Logemann, who treats obesity in adults, said that while he didn’t have a strong opinion on administering the medicine to minors, there’s a “sadness about it.” The side effects, he added, just mean the medication is working.

“It would be better if kids could eat good food and didn’t need this drug,” Logemann said. “It’s very sad we can’t keep kids safe from bad food.”

The drug was approved by the FDA for weight loss in children in just 18 days based on a single trial, according to nutrition journalist Nina Teicholz. She labels the injections’ approval for obese adolescents as a textbook case of “pay to play,” with the drug industry eager to cash in on government subsidies with expanded consumption.

Orlistat, meanwhile, presents patients with two dozen common side effects including nausea, fever, and chills. Logemann dismissed the drug’s side effects as mostly benign but cautioned the medication “doesn’t really help.”
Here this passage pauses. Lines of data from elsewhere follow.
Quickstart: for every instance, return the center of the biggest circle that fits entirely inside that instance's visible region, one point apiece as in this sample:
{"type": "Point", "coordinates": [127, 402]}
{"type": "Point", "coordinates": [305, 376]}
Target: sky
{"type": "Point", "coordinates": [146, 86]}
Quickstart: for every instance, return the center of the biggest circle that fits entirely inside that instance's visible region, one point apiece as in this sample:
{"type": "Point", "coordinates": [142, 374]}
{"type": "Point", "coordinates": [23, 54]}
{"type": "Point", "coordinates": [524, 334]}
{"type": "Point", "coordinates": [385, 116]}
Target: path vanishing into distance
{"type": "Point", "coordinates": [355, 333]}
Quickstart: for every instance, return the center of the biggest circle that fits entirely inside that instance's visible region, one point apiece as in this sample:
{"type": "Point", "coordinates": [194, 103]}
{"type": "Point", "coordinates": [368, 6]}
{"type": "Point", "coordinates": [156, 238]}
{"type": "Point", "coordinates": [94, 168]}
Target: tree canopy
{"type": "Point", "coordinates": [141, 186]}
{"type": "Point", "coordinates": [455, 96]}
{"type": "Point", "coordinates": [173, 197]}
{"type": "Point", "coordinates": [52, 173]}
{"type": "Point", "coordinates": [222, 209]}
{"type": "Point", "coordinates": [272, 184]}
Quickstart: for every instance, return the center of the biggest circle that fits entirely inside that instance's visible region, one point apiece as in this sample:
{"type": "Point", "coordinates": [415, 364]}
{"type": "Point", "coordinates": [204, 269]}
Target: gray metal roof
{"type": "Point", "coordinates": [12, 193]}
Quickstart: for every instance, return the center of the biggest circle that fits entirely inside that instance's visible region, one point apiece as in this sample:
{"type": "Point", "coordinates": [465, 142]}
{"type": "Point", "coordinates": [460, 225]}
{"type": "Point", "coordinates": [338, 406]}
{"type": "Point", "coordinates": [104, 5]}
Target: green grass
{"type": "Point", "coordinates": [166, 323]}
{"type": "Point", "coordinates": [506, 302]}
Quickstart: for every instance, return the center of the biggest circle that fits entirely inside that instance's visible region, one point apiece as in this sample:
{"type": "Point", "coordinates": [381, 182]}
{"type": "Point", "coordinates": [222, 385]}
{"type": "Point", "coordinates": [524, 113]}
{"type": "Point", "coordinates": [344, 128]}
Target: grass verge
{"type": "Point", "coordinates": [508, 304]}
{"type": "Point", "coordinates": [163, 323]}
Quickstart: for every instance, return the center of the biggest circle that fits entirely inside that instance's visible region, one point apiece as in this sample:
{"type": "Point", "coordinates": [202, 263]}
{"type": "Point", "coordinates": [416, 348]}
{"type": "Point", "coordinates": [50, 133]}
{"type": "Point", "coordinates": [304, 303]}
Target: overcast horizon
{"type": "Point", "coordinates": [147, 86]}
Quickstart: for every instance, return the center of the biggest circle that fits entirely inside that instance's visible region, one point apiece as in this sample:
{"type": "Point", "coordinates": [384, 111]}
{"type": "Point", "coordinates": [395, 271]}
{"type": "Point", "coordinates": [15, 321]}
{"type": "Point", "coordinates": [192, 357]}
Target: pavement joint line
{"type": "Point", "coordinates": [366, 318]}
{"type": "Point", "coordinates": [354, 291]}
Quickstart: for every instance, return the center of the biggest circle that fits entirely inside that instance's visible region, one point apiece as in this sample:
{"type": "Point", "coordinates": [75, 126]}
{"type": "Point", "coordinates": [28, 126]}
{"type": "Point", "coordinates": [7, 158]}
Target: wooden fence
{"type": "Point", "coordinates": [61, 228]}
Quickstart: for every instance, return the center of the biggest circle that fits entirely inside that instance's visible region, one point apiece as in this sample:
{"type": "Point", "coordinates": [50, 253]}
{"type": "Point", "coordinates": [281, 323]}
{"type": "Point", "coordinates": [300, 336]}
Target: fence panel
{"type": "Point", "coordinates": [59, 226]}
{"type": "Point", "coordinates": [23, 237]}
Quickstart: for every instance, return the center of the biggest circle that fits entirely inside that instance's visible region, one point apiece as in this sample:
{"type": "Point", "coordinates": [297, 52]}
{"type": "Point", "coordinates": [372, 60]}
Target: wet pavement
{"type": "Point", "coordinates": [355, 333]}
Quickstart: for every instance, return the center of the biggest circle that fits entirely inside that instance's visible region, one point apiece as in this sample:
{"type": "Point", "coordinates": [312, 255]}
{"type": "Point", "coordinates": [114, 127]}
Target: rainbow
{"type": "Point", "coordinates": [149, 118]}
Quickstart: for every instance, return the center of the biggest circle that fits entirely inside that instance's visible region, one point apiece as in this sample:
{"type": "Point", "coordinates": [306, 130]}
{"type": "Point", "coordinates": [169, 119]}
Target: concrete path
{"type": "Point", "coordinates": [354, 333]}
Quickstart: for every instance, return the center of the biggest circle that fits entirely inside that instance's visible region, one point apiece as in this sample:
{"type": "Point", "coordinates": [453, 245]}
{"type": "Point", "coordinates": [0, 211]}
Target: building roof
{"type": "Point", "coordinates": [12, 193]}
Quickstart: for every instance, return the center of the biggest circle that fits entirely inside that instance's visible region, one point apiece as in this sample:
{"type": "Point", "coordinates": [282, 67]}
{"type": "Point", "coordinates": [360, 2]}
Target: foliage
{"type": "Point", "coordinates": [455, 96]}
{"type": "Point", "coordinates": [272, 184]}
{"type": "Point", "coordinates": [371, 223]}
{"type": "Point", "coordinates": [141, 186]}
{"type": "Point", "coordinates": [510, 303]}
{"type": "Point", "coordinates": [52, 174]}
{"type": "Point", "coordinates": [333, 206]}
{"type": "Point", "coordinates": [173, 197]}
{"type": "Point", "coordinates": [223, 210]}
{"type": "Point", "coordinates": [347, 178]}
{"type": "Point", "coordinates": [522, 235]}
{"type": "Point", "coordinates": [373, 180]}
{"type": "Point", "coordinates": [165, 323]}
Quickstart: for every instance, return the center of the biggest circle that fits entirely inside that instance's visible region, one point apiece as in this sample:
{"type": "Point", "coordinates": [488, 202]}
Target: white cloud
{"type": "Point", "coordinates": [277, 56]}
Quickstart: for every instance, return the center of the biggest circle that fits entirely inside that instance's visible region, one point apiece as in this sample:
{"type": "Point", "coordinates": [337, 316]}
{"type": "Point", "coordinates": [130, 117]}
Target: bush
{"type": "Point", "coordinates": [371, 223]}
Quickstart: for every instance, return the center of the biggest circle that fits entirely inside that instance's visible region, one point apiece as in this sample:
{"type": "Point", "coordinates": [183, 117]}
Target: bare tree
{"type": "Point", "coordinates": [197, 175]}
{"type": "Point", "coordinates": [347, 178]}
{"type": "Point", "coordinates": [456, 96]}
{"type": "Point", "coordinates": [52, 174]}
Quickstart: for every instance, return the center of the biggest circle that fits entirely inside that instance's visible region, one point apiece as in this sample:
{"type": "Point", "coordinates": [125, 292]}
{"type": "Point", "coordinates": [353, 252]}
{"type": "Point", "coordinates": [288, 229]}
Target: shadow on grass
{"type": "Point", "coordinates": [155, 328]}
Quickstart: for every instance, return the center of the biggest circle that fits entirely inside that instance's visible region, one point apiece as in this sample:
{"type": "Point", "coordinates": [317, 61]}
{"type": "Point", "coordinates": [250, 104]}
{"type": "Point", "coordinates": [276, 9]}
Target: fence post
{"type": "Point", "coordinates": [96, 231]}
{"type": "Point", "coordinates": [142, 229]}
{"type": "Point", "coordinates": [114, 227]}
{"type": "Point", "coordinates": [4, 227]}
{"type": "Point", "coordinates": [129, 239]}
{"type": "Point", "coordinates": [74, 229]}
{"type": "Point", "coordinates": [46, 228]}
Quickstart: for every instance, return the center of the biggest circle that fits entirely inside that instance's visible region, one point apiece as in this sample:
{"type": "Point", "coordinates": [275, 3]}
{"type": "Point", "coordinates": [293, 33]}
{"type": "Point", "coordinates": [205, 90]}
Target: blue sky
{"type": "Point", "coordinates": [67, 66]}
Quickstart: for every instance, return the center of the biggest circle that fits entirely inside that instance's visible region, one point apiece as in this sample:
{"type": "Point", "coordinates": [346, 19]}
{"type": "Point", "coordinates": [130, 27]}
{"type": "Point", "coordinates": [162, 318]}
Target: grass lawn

When it comes to bariatric surgery in minors, Logemann warned the procedure at such a young age could hinder future weight loss. While it’s still the most effective treatment for severe obesity in adults, a study published in February 2020 found 15 to 35 percent of those who undergo the surgery never meet their weight loss goals.

“The surgery is underutilized in adults, no doubt about it,” Logemann said. “But if you play that card in a 14-year-old, what are they going to look like when they’re 30?”

The array of medications promoted to minors may offer desperate children a pathway out of obesity, but they also risk a dangerous embrace of the status quo in health care. Kids addicted to a toxic food supply that made them sick in the first place are taught to seek out lab-manufactured treatment as an elixir to their gluttony over proactive lifestyle changes to keep off excess weight.

“When we treat obesity with different mechanisms than medication, that would be good,” Logemann said, “but it doesn’t seem like society as a whole is able to treat obesity effectively.”

Logemann outlined frustration with the pro-fat movement that’s sought to stigmatize honest conversations about weight as “fat-shaming.” The ensuing consequences have led to an overweight nation that’s more likely to fight obesity with pharmaceuticals than lifestyle changes.